At least a partial explanation seems to be this: No locution is easier to make than one that includes a statement of doubt. There are inherent personal advantages to assertions that things are not as they seem. First, they seem to be the safest and most comfortable of all responses to an admittedly complex world that cannot be fully understood. To say that “elections are rigged,” or “banks exploit their customers,” or “too many teachers are indoctrinating their students” is to offer an opinion that, presumably has some weight of experience or evidence behind it. By contrast, to simply affirm what seems like an expected state of affairs (i.e., “the city is making a valiant effort to curb crime,” “Women make up an important segment of the military”) asserts a more routine status quo. But to offer a negative judgment or opinion is subtly ego-enhancing.  It suggests deeper understandings about accepted truths. “Things are not going well” or “things are not what they seem” are the kinds of statements that carry a presumption of awareness and knowledge.  There’s drama and intellectual chaos in the denial of another’s accepted truth.

To make such an accusation is to confer on oneself a much-needed sense of agency.

Second, ersatz accusations allow a kind of rhetorical covering that skips the due diligence of learning in favor of the appearance of a contrary judgment. This rhetorical form also has the advantage of trying to buy us off with a kind of faux-expertise that can mask a sagging ego, or a sense of powerlessness. For example, if a person does not want to take the time to read about vaccine safety, why not convert some free-floating displeasure into direct dissatisfactions that can be passed off as insights? The easy targets of this scapegoating can be the drug industry, perhaps, or public health officials, or anyone with a rightful claim to special expertise. Similarly, if a person doesn’t like a vote tally that will keep a preferred candidate out of office, why not soften the sting of defeat with charges that the election was a “fraud?” To make such an accusation is to confer a much-needed sense of agency on oneself, gaining more standing as an accuser than as a person bound by the facts as they are.  In other words, if one’s life is not unfolding in positive ways, why not cast out some of that displeasure by making accusations about others? In our times, the resulting press attention can be sources of satisfaction.

Small Minds Thrive on Personalization

It is a malady of our time that many do not exert the intellectual energy needed to understand the structural and institutional forces of contemporary life; but they are certain they can ‘know’ the nefarious intentions of others. It is easier to make an outrageous assertion about an individual than to weigh the effects of a given policy. Small minds thrive on personalization.

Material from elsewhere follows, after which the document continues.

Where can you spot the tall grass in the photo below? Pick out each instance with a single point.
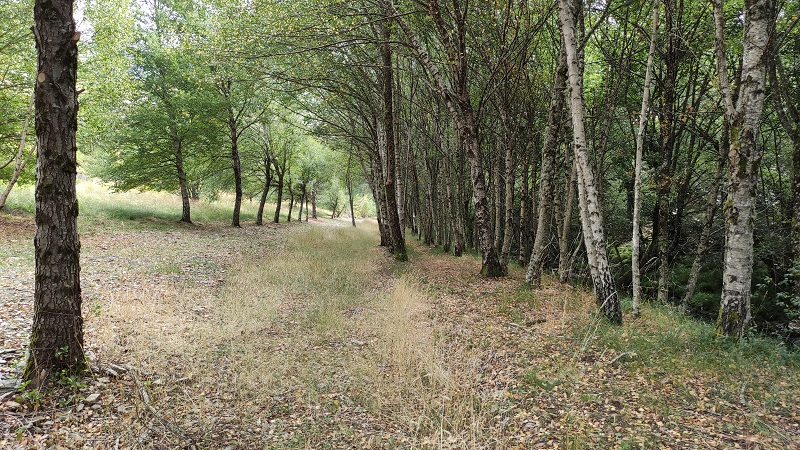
(97, 203)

This kind of scapegoating logic is the only way I can wrap my head around outrageous and false accusations made against others, for example: suggesting widespread the “grooming” of children by librarians and educators to induce premature sexual or gender activity. A charge hinting at something like child abuse is sure to get attention. But in our age, and for the many who will not seek out customary routes to certain knowledge, fantasies of professional malfeasance are revealing markers. Accusers who make these kinds of claims strive for the unearned honor of “knowing” more than the rest of us.